Malam sebelumnya, materi sudah dipelajari berulang kali, media pembelajaran disiapkan dengan rapi, bahkan kalimat pembuka sudah berkali-kali diucapkan dalam hati.
Namun, begitu puluhan pasang mata siswa menatap ke depan, rasa percaya diri yang semula terasa penuh mendadak bercampur dengan gugup.
Tangan mulai dingin, suara sedikit bergetar, dan semua rencana yang sudah disusun terasa ingin berubah begitu saja. Meski demikian, justru dari momen itulah perjalanan belajar yang sesungguhnya dimulai.
Banyak orang mengira tantangan mengajar hanya terletak pada kemampuan menjelaskan materi.
Padahal, kenyataannya jauh lebih kompleks.
Setiap kelas memiliki suasana yang berbeda.

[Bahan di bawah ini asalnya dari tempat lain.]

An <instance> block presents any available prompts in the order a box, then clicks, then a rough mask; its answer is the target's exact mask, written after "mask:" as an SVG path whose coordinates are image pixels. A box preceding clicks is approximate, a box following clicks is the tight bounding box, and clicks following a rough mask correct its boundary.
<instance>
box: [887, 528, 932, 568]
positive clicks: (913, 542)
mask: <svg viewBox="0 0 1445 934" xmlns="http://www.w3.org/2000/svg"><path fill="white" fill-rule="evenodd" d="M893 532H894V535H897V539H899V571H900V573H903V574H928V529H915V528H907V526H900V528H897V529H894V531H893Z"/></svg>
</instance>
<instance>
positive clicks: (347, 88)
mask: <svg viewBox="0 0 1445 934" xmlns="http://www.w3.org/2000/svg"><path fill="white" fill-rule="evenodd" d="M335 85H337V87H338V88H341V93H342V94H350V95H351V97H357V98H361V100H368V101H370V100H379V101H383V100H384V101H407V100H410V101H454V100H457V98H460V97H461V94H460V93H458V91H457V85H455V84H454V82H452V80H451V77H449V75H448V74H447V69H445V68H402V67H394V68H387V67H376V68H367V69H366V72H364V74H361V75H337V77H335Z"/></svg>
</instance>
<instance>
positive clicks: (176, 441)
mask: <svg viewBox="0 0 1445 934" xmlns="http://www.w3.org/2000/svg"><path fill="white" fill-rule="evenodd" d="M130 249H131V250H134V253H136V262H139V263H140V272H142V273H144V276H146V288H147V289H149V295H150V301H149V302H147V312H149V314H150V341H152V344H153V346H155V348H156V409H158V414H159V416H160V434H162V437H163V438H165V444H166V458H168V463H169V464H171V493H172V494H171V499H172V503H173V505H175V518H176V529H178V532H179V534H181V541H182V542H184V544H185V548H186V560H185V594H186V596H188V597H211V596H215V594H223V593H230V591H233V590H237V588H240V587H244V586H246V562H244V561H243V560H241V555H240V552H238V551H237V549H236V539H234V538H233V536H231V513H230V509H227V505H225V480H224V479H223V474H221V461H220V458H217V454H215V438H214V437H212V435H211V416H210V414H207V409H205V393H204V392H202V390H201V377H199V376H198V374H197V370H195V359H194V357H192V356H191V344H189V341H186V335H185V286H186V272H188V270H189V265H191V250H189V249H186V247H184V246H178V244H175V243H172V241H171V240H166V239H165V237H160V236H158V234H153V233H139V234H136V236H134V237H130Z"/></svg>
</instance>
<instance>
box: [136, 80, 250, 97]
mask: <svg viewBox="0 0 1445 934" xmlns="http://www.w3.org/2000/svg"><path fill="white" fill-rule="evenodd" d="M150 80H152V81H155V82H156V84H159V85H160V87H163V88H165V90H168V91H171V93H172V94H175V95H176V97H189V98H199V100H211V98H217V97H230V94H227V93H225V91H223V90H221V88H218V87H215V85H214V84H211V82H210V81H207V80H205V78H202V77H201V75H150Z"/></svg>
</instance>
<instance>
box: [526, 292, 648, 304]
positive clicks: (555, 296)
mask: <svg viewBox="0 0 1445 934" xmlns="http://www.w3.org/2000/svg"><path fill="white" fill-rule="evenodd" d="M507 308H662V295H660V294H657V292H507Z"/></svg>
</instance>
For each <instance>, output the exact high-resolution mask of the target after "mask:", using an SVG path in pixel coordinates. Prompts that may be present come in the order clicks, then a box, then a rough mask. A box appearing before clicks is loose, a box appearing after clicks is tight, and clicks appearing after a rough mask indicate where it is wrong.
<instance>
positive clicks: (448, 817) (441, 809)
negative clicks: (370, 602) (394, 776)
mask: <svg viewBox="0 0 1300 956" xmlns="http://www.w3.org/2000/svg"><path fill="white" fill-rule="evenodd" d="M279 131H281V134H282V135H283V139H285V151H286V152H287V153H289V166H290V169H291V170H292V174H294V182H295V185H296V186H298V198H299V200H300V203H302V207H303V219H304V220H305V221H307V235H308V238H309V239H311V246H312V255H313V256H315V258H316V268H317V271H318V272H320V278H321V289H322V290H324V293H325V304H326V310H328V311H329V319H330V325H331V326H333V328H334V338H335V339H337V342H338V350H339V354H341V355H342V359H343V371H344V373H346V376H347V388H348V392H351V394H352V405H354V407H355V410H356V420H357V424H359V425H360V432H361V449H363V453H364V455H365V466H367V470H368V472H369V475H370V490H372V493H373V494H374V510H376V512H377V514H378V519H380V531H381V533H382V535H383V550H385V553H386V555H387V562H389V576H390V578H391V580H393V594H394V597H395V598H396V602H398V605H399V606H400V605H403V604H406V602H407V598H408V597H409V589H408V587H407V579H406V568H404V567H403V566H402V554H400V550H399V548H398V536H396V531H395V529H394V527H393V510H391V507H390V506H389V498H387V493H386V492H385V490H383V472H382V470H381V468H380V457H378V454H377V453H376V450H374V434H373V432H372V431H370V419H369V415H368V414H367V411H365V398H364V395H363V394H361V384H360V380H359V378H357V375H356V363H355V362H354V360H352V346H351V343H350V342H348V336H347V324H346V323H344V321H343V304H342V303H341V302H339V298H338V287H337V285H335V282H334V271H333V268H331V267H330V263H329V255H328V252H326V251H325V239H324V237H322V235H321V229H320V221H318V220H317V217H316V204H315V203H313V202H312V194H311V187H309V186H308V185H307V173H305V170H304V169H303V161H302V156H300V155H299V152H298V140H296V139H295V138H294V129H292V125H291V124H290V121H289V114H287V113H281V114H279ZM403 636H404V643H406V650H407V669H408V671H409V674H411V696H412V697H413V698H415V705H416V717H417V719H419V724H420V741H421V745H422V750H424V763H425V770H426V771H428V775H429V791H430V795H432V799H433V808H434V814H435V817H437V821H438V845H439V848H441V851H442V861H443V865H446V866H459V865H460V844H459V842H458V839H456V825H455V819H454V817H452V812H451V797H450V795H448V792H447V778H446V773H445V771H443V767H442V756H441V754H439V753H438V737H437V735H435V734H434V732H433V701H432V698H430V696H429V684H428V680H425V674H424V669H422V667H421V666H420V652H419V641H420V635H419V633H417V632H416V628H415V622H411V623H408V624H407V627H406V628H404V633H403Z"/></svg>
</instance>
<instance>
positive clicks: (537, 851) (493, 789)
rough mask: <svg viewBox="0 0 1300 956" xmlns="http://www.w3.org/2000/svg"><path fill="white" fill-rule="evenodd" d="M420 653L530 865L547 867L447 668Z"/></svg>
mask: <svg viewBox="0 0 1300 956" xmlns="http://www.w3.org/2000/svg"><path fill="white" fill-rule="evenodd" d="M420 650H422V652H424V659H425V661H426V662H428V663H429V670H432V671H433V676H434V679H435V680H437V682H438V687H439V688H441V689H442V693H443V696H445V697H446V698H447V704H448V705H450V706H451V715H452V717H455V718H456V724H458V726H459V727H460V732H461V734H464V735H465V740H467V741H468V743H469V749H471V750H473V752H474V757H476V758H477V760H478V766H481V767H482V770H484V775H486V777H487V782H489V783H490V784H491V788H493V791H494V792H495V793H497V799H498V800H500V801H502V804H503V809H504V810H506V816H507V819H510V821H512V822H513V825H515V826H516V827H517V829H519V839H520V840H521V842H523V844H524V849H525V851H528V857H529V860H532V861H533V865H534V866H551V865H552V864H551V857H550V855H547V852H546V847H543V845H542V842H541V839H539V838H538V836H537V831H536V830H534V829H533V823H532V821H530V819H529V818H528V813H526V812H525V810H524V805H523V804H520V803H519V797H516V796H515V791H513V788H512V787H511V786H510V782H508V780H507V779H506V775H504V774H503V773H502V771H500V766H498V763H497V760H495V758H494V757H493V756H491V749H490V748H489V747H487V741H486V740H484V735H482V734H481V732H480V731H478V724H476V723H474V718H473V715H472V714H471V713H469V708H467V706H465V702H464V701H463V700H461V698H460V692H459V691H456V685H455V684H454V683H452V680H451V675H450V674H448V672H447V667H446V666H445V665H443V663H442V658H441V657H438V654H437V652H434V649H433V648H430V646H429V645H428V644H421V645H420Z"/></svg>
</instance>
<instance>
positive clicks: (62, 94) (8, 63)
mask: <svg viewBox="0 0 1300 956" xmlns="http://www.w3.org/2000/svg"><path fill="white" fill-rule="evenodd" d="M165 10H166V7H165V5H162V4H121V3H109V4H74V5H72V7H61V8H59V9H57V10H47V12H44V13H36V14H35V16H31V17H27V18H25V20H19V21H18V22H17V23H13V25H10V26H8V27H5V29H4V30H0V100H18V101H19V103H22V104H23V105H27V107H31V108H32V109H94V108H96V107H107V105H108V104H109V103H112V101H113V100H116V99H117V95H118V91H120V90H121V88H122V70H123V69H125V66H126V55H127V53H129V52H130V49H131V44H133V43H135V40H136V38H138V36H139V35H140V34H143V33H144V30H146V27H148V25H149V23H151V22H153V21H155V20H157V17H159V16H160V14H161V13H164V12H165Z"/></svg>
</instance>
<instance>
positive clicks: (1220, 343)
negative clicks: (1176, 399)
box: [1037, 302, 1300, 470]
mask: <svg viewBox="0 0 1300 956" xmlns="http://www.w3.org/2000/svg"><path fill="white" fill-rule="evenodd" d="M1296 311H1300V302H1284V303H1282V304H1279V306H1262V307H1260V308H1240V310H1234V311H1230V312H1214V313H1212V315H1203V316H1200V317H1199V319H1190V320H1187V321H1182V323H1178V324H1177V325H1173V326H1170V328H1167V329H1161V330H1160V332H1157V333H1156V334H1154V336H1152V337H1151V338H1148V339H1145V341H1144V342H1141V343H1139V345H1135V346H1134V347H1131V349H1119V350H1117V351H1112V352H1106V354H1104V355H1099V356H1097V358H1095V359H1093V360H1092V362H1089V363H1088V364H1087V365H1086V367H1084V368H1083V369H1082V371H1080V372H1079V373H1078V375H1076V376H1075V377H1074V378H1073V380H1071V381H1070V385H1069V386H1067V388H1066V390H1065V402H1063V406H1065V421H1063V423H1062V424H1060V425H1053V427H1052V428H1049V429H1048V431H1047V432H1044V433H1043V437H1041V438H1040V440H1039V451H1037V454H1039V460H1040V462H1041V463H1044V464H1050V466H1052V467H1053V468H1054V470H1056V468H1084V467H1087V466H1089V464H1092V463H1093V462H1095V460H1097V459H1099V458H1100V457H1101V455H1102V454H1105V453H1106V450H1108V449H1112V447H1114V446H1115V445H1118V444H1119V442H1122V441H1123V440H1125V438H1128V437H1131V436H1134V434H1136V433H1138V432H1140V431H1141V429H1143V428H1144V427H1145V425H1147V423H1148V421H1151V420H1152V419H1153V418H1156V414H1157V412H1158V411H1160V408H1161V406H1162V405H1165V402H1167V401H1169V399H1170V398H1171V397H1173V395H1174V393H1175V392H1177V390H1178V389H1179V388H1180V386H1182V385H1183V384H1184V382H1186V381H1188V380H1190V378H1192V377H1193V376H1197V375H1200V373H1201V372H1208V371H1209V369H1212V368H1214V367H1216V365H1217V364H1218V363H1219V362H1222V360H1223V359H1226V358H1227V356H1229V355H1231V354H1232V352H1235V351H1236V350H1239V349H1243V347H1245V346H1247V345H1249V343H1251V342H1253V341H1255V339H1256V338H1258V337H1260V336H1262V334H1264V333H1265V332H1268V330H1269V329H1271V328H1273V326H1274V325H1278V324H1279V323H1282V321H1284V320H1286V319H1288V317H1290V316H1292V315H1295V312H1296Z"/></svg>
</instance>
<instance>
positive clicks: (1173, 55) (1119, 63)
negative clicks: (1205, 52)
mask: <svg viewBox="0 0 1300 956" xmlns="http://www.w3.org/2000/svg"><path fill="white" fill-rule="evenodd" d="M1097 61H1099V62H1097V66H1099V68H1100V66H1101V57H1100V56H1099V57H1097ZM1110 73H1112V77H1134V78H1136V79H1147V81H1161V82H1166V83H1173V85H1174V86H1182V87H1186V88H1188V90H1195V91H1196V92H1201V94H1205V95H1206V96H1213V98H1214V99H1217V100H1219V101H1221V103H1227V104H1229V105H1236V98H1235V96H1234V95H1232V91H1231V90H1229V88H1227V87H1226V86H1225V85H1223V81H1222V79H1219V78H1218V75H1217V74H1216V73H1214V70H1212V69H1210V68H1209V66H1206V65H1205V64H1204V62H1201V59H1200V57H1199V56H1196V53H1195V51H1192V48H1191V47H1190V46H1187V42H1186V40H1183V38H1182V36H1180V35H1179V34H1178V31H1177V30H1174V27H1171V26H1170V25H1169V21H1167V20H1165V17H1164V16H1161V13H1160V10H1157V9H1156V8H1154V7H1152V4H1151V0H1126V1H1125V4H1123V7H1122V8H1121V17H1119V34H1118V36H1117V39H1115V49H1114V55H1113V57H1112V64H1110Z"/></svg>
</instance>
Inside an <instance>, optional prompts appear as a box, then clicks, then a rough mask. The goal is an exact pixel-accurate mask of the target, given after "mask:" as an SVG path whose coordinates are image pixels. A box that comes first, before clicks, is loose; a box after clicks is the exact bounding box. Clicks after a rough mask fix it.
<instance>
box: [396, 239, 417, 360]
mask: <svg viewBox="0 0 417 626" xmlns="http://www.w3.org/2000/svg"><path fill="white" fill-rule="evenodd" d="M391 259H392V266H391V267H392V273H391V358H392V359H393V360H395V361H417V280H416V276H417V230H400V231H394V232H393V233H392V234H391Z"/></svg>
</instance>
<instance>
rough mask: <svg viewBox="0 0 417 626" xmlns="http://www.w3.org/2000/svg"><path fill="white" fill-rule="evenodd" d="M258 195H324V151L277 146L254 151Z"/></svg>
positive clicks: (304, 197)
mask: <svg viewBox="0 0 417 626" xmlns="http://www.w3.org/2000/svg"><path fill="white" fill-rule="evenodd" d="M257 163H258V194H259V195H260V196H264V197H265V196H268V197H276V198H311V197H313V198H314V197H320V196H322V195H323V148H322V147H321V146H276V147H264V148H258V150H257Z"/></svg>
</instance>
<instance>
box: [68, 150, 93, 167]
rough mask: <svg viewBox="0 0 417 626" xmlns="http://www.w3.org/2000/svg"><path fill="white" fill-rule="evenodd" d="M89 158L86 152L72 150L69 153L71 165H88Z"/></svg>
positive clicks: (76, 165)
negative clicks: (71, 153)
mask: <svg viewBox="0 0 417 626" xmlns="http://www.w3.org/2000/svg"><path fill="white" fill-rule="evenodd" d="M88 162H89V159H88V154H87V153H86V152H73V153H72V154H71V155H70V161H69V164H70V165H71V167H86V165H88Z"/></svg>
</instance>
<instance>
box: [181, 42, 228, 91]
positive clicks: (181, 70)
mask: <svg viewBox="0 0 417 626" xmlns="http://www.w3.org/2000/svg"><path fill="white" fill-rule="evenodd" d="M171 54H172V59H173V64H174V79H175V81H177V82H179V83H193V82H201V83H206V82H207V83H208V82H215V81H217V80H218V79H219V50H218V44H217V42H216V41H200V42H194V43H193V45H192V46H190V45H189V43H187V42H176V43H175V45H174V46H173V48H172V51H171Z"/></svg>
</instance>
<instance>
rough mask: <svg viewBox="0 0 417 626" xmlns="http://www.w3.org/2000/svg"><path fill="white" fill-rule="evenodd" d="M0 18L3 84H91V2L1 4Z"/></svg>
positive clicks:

Ada siswa yang aktif bertanya, ada yang pemalu, ada yang mudah fokus, tetapi tidak sedikit pula yang sulit diajak berkonsentrasi.
Situasi seperti ini membuat mahasiswa menyadari bahwa mengajar bukan sekadar menyampaikan informasi.
Seorang pengajar juga harus mampu membaca suasana kelas, membangun komunikasi, dan menciptakan kenyamanan agar siswa mau terlibat dalam proses belajar.
Di sinilah teori yang dipelajari di bangku kuliah mulai bertemu dengan kenyataan di lapangan.
Menariknya, hari pertama mengajar sering kali menjadi titik perubahan cara pandang mahasiswa terhadap profesi guru.
Mereka mulai memahami bahwa pekerjaan seorang pendidik membutuhkan kesabaran yang luar biasa.
Menjelaskan satu konsep berkali-kali, menghadapi karakter siswa yang beragam, hingga berusaha membuat pembelajaran tetap menarik bukanlah pekerjaan yang sederhana.
Di sisi lain, ada kebahagiaan yang sulit digambarkan ketika melihat seorang siswa akhirnya memahami materi, berani menjawab pertanyaan, atau tersenyum karena merasa diperhatikan.
Momen-momen kecil seperti itu memberikan kepuasan yang tidak selalu bisa diukur dengan nilai atau penilaian akademik.